Será, por exemplo, que a população negra compraria produtos de uma empresa que posiciona seu marketing para esse público se soubesse que caso tentasse uma vaga naquela empresa jamais passaria no processo por sua raça; etnia? Ou se caso nela entrasse, jamais teria oportunidade de ascensão?
Por isso, quando atuo junto às empresas como consultora, sempre viabilizo um plano de ação no qual recomendo que a primeira ação que tem de tomar é sensibilizar e engajar o público interno, junto com a viabilização de ações contratação, retenção e desenvolvimento de diversos, para aí sim, partir para a comunicação/divulgação para o público externo, com propriedade e legitimidade.
CN – Num breve resumo qual sua avaliação sobre a diversidade do mercado e seus meios de marketing?
L.R. – O próprio mercado do Marketing não é composto por profissionais diversos, basta pensar em quais pessoas vêm em nossa mente quando pensamos em profissionais dessa área. Dito isso, idealizei e ministro aulas, na ESPM SP, no curso Diversidade e Marketing: Sendo Inclusivo e não Preconceituoso. Neste curso, demonstro para profissionais de áreas diversas a importância e o poder da comunicação consciente em prol da Valorização da Diversidade. Falamos sobre a importância de incluir grupos diversos no marketing, por quais motivos e como, sempre pautando o processo na mudança cultural e consistente da empresa que idealmente deve ser respaldada pela comunicação interna e do endomarketing envolvendo funcionários como um primeiro público que faz a mudança acontecer na empresa.
Garantindo que as empresas não reproduzam preconceitos em sua publicidade, ou que não reproduza estereótipos mesmo ao falar de diversidade. Por exemplo: pessoas homossexuais são sempre brancas? Negros só podem estar em evidência até um certo tom de pele, cadê a Viola Davis do Brasil? Ou por nicho, negros aparecem em comerciais de varejo e moda, mas não na publicidade da linha alto padrão de um banco? LBGTs sempre que os produtos forem de tecnologia? Pode ser pessoa com deficiência e homossexual, judeu e afins? Ou seja, mesmo quando as empresas tentam falar de diversidade reproduzem conceitos e pré-conceitos e isso precisa mudar. A riqueza do ser humano é que cada um de nós é um pouco de tudo, com as mais diversas singularidades.

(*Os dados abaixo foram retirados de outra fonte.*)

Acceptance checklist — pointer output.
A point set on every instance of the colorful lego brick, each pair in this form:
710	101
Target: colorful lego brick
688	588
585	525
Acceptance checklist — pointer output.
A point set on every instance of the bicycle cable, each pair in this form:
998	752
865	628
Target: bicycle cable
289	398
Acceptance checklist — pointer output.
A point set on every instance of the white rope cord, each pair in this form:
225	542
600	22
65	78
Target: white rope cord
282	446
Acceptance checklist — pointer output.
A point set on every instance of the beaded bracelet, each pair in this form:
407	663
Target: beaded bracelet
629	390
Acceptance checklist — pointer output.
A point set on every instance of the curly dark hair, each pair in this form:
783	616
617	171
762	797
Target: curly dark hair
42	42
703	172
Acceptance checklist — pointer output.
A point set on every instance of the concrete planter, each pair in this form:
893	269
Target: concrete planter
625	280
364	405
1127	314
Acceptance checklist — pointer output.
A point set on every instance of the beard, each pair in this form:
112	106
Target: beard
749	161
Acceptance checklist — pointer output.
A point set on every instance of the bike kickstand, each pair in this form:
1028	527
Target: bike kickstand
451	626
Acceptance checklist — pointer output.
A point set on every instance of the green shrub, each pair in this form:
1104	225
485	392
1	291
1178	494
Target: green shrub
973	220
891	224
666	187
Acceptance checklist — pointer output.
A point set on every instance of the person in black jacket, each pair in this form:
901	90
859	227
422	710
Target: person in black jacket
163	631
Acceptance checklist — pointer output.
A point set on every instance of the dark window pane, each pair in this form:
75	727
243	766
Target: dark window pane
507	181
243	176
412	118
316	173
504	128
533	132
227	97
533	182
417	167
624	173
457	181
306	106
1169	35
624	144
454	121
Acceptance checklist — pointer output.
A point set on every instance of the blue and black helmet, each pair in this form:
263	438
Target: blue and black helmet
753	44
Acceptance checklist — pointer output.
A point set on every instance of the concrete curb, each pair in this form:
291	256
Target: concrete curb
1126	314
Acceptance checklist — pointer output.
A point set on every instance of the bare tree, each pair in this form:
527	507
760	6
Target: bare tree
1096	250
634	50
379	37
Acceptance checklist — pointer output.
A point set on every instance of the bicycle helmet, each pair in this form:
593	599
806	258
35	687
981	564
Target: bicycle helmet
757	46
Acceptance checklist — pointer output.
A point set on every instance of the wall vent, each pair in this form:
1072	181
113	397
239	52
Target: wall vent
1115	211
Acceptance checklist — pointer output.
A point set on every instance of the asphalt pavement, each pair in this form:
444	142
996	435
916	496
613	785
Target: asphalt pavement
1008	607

CN – Poderia explicar um pouco sobre o curso que está organizando na ESPM e dizer porque este curso se faz necessário?
L.R. – Quando resolvemos fazer esse curso a ESPM nos abriu as portas para refletirmos diversidade em uma Faculdade renomada e tradicional, que certamente forma muitas das futuras lideranças do mercado, isto em um contexto acadêmico no qual a valorização da diversidade está em processo de construção.
Assim, o nosso objetivo é expandir a compreensão sobre questões teóricas e práticas relacionadas à Diversidade na estratégia de comunicação, marketing e publicidade e propaganda das empresas, bem como no desenvolvimento de produtos e serviços de forma a assegurar a criação de valor e satisfação junto a públicos diversos (gênero, etnia, orientação sexual, pessoas com deficiência, diferentes idades, religiões). Sempre de forma coerente e sinérgica às práticas internas da empresa. Além de assegurar a abrangência da população e a geração de valor.
Joyce Melo é repórter do Portal Correio Nagô.